Carrefour : Georges Plassat renonce à sa prime de départ
Les 4 millions d'euros de prime de départ accordés à Georges Plassat, PDG retraité de Carrefour, étaient contraires aux règles de bonnes pratiques du patronat français. Sous la pression conjointe du gouvernement et du Medef, l'ancien dirigeant renonce à son parachute doré.
Dans un communiqué publié le 16 juin, Carrefour évoque pudiquement "l'incompréhension" suscitée par les conditions financières du départ de Georges Plassat. L'intéressé, selon le distributeur, a fait savoir au conseil d'administration du groupe qu'il renonçait au versement de son indemnité.
Le gouvernement "choqué"
Vendredi 15 juin, l'assemblée générale des actionnaires de Carrefour avait validé les primes et bonus variables accordés à Georges Plassat pour 2017. Samedi matin, avant l'annonce de Carrefour, le ministre de l'Économie Bruno Le Maire avait jugé devant l'AFP "incompréhensible et choquant" que l'ancien dirigeant soit "récompensé par des rémunérations très élevées" alors qu'il a "laissé Carrefour dans une situation très dégradée, qui a amené la nouvelle direction à prendre des mesures de restructuration".
La polémique est alimentée à la fois par les critères d'attribution des bonus (au vert alors que la société supprime des emplois) et par l'octroi d'une prime de départ de 4 millions d'euros.
Le code de bonnes pratiques "Afep-Medef" (le guide d’auto-régulation des sociétés cotées) prévoit de renoncer à cette prime lorsque le dirigeant fait valoir ses droits à la retraite.
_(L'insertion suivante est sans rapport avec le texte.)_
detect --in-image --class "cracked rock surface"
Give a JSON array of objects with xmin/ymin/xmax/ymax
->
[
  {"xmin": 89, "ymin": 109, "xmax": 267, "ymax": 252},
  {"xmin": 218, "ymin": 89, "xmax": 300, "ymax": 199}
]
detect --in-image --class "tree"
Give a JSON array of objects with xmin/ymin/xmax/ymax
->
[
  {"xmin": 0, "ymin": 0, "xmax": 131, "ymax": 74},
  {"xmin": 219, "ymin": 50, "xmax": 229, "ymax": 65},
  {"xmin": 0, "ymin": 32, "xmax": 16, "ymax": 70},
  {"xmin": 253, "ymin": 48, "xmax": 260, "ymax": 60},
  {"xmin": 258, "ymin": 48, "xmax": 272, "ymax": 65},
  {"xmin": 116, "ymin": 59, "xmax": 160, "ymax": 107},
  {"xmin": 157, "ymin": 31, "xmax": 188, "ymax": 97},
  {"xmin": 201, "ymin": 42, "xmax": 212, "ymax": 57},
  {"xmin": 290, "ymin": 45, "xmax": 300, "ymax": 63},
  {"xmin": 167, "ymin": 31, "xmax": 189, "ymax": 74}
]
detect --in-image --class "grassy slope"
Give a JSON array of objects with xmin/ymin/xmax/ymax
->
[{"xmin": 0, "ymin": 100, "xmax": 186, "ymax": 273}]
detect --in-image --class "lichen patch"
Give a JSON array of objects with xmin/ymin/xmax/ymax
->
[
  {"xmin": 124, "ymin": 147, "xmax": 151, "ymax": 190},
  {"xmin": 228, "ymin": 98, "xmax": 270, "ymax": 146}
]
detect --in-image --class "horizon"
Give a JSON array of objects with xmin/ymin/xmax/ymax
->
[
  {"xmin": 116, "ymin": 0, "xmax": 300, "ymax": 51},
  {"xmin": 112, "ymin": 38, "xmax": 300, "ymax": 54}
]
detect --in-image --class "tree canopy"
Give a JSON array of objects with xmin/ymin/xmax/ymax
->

Ce qui était le cas de Georges Plassat.
Des "déviations sérieuses"
Carrefour estimait pouvoir déroger à cette recommandation en assortissant la prime de départ d'une clause de non-concurrence (en l'occurrence valable 18 mois, en France, dans le seul secteur de la distribution alimentaire). Mais cet habillage n'était pas du goût du Medef.
Par l'intermédiaire de son haut comité de gouvernement d’entreprise, le patronat français avait sommé Carrefour de s'expliquer sur les indemnités de départ de l'ancien PDG, considérées comme "des déviations sérieuses" au regard du code d'auto-régulation que la société s'était engagée à respecter.
En renonçant à cette prime, Georges Plassat fait disparaître la partie de sa rémunération la moins défendable sur un plan technique. Mais ses larges émoluments, médiatisés dans un contexte social tendu, continueront de choquer l'opinion publique (et, partant, nombre de salariés de Carrefour).
Son travail à la tête du groupe en 2016 a assuré au dirigeant un revenu total de 9,7 millions d’euros (dont une part variable versée sur plusieurs années). Ses six mois de mandat en 2017 lui auront valu 1,8 million d’euros de revenus.
Mais l'ancien PDG a aussi touché l'an dernier des bonus liés aux résultats des exercices précédents. Certains versements, en retard, se sont même accumulés. Au final, sa rémunération atteint donc 9,2 millions d'euros en 2017 (c'était plus de 13 millions d'euros avec la prime de départ).
Ce montant continuera de faire les choux gras de la presse, qui sans s'embarrasser de détails rapporte ces revenus aux six mois de présence du PDG, et l'assimile donc à un joli cadeau de départ.
Georges Plassat touchera aussi, à vie, une retraite-chapeau de 520.000 euros par an financée par Carrefour. L'ancien dirigeant ne sera toutefois pas resté inactif bien longtemps. Selon Les Échos, il vient d'obtenir un poste de conseiller senior dans une banque d'affaires belge, Degroof Petercam.
Les précédents Daniel Bernard et Lars Olofsson
En 2005, la rémunération de Daniel Bernard, PDG sortant de Carrefour, avait déjà provoqué un tollé médiatique. Il était prévu que le dirigeant perçoive plus de 9 millions d'euros d'indemnité de départ, assortis d'1,2 million d'euros par an de retraite-chapeau. La justice, à l'époque, s'était emparée du dossier et avait fini par annuler ce parachute en or massif.
En 2012, les généreuses conditions de départ de Lars Olofsson, au bilan décevant, ont également suscité la polémique. Notamment parce que Carrefour avait réintroduit pour lui la mécanique de la retraite-chapeau (abandonnée après l'épisode Daniel Bernard) et, pour gonfler le chèque, lui avait accordé 12 années d'ancienneté fictives, prises en compte dans le calcul de la prime.